Here, in responding to IBP's specific complaint that the contracting
officer's decision to award to Farmland in group 1 was inconsistent with her
decision to award to IBP in groups 3 and 4, it is clear that, in the
contracting officer's business judgment, payment of IBP's [deleted] price
premium, which amounted to additional daily costs of approximately [deleted]
per commissary, were warranted in groups 3 and 4, while, in her judgment,
IBP's higher [deleted] premium, which amounted to additional daily costs of
approximately [deleted] per commissary in group 1, were not. In light of her
consistent consideration of all the factors discussed above, we find no
basis to question that determination.
The protest is denied.
Anthony H. Gamboa
General Counsel
Notes
1. The solicitation called for proposals for a total of ten groups; however,
for reasons not at issue in this protest, a contract for the tenth group
(identified in the procurement documents as "group 7") was not awarded. The
solicitation also provided an opportunity to offer certain "optional" items.
Neither IBP nor Farmland submitted proposals for these items, and they are
not at issue in this protest.
2. The solicitation established four subfactors under each primary
evaluation factor. Under technical capability, the solicitation listed:
experience, quality control, distribution plan, and additional support.
Under past performance, the solicitation listed: quality of history,
timeliness of deliveries, customer satisfaction, and fill rates. RFP at 270.
3. Proposals were also submitted by several other offerors. Ultimately, the
other offerors competing for the contracts at issue here either withdrew or
were eliminated from the competition.
4. We independently calculated the percentage of IBP's price premium by
dividing the premium for each group by Farmland's evaluated price for that
group and rounding to the nearest tenth of a percentage point.

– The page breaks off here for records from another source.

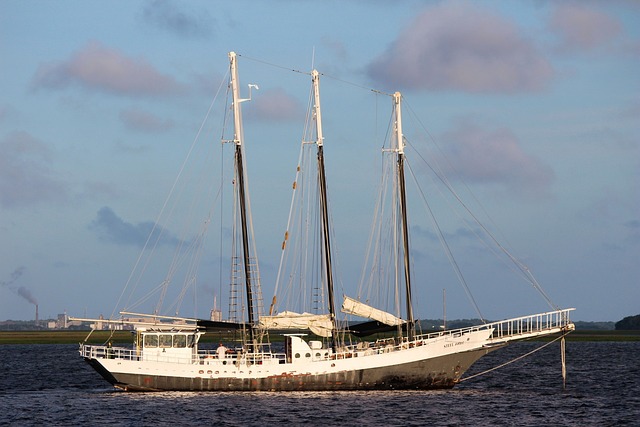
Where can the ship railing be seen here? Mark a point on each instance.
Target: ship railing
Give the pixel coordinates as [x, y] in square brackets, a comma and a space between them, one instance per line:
[238, 356]
[517, 328]
[504, 330]
[108, 352]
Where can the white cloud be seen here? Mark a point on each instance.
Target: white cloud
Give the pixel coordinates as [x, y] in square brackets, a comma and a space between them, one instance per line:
[459, 46]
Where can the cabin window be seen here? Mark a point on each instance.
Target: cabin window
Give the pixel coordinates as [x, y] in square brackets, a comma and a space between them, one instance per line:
[179, 341]
[191, 340]
[150, 341]
[165, 341]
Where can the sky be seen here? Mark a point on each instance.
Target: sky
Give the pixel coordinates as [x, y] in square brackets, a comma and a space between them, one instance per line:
[535, 103]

5. As noted above, the solicitation provided that the two non-price factors,
technical capability and past performance, were "equally important." RFP at
270.
6. The solicitation established that quality history and timeliness of
delivers were more important than customer satisfaction and fill rates.
7. IBP makes a similar argument with regard to group 10, based on the
assertion that IBP's price advantage for that group was also only
[deleted]--and, thus, lower than the [deleted] advantage for groups 3 and 4.
As shown in the price table earlier in this decision, our review of the
record establishes that, in fact, IBP's evaluated price for group 10 was
[deleted] higher than Farmland's evaluated price.
8. In documenting her decision for group 1, the contracting officer refers
to a [deleted] price differential, while the record indicates that IBP's
price premium for group 1 was actually [deleted]. Since the record indicates
that IBP's actual premium was even higher than reflected in the source
selection document, we do not view the apparent error as prejudicing IBP.